私は穢い阿婆擦れで……。彼は白馬の王子様。

 思えば前世の今の口調というか喋り癖は逆転していたんだな〜って感慨深い。運命なのかな?ってときめいたりもする。その都度、自己嫌悪に陥ってしまうが……。


「何してるの?」


 オルは近くの岩に座って麻の巾着から魔石を数個取り出し、二本短剣を抜いた。その短剣は血塗れで、オルはそれを睨んでから鞘に仕舞い、綺麗な短剣を取り出した。


「火を点ける。風邪引くだろ…」


 オルは魔石を私達の真ん中にある焚き火の跡っぽい所に転がし短剣を十字に構え、何回も滑らせる。甲高い音が数度響き、魔石に火が付いた。

 オルは短剣をしまって洞窟の奥に向かい、数十秒後、布を数枚持ってきた。それを私に突き出す。


「服、乾かして…。これ着て…」


 私は布を受け取り着替える。オルは私の方に腰を下ろし、私に背中を向けて何かを組み立て始めた。布を毛布の様にして数枚羽織、振り返ると焚き火の上に物干し竿が出来ていて、いつの間にか私の服が干されていた。

 オルは上の服だけを脱ぎ捨てて布を羽織った。


「ここ…オルト君の家?」


 私は洞窟内を見回して聞く。焚き火の跡もあったし、奥から布も取ってきてたからだ。


「いや…。中継拠点だ…。一応数日は籠城出来る…。あとオルトじゃなくてオルでいい……」


 ボソボソとしか呟いていなかったが、顔は誇らしそうな顔で、その時は私より精神年齢が大人過ぎたので気付けなかったが、オルも子供らしく秘密基地とかにロマンを持ってたんだな〜って思う。

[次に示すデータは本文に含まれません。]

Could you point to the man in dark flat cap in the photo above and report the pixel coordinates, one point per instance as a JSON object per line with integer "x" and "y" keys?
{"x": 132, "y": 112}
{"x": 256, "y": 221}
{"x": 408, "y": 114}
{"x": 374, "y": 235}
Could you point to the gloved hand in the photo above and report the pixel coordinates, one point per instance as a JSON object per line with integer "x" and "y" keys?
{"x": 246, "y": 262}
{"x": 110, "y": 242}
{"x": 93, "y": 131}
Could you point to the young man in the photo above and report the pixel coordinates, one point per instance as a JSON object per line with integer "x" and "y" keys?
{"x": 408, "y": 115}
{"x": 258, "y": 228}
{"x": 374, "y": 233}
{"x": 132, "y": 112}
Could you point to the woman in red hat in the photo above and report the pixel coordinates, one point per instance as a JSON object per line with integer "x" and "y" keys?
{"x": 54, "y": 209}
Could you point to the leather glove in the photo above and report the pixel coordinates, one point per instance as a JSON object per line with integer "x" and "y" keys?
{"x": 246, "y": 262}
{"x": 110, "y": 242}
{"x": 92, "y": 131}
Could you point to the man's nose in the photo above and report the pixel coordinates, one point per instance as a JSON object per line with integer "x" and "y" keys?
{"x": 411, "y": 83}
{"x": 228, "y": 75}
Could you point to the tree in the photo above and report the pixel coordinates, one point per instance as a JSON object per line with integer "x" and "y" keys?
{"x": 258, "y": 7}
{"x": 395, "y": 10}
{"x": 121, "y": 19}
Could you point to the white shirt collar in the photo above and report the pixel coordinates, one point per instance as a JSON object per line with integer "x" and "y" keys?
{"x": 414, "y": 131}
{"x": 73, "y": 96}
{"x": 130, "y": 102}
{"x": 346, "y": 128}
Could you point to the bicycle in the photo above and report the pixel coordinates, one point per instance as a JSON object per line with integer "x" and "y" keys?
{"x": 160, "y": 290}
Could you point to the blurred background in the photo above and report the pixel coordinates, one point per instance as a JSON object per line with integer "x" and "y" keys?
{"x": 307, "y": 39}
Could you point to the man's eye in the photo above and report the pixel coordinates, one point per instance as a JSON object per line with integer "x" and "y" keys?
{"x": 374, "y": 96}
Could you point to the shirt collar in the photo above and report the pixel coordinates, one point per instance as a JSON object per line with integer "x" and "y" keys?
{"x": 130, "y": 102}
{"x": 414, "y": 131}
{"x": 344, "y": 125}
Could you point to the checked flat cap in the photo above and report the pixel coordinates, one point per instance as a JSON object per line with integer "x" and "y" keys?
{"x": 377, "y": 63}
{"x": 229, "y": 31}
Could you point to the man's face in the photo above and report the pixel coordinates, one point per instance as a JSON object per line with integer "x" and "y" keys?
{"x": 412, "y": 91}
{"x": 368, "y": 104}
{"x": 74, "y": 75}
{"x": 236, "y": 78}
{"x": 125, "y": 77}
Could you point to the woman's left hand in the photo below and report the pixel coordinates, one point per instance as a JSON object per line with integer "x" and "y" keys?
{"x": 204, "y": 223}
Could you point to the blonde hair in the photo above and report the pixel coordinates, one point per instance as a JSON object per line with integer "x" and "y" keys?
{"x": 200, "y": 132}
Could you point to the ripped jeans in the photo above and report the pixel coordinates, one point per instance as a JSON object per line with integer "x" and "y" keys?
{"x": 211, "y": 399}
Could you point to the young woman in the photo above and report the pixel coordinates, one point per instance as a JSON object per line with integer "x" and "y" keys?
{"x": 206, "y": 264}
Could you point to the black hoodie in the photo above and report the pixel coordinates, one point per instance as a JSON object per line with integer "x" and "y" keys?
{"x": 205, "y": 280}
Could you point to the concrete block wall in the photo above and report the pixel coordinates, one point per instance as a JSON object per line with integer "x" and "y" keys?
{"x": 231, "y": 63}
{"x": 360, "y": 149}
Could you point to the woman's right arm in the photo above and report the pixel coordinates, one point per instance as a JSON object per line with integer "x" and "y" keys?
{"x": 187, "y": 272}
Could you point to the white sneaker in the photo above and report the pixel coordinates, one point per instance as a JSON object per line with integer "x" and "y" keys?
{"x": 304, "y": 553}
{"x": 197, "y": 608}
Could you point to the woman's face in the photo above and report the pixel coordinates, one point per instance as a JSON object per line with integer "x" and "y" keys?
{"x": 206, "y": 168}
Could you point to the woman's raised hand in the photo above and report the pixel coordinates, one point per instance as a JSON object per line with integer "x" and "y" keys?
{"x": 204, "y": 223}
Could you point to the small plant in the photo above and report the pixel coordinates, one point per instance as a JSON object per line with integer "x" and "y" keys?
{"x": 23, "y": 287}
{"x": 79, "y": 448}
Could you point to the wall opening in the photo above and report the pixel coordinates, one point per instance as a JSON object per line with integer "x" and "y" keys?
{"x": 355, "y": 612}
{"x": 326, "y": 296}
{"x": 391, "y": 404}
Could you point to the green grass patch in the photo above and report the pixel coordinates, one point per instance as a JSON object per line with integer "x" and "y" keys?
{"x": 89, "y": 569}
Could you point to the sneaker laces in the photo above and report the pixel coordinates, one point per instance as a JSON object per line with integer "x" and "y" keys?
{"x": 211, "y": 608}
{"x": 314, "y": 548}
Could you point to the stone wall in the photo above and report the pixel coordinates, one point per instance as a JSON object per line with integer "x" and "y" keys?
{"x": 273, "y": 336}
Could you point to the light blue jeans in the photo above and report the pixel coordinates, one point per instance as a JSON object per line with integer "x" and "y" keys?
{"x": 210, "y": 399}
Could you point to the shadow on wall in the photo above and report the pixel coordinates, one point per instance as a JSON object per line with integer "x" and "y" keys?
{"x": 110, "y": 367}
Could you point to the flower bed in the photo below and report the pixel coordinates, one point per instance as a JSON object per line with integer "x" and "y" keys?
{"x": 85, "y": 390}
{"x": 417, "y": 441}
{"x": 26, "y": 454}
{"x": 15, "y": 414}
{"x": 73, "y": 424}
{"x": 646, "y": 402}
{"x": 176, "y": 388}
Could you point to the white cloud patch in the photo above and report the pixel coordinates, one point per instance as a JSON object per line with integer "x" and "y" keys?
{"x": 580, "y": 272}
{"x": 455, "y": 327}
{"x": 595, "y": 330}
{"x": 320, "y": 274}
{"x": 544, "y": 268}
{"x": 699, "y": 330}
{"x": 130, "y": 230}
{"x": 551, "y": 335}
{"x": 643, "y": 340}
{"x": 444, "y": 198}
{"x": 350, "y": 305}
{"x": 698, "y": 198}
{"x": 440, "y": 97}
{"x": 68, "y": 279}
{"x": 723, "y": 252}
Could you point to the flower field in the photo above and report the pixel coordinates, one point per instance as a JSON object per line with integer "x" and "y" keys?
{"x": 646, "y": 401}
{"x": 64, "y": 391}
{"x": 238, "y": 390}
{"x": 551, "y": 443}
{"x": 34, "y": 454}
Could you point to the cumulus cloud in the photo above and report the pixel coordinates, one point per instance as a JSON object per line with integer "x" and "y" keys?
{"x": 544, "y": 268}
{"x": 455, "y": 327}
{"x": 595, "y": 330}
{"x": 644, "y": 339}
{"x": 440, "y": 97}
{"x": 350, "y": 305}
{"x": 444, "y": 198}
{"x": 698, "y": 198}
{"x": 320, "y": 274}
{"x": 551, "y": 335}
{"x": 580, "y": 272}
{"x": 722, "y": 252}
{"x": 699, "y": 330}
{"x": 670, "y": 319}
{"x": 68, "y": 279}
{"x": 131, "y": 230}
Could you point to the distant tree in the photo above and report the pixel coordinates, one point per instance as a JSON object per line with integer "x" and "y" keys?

 私はオルの事をもっと知りたいと思って話しかけようとしたその時にそれは来た。


「ねぇ…オルt……」

「シッ!奥に下がって…」


 オルは唇に人差し指を立てて私を黙らせると、そろりと立ち上がって服を素早く、音を立てずに着て、胸当てを付け、短剣を逆手で抜いた。

 私は言われた通りに洞窟の奥に下がって岩陰から様子を伺う…。そして外から大きな影が忍び寄る…。入ってきたのは大きなオークだった。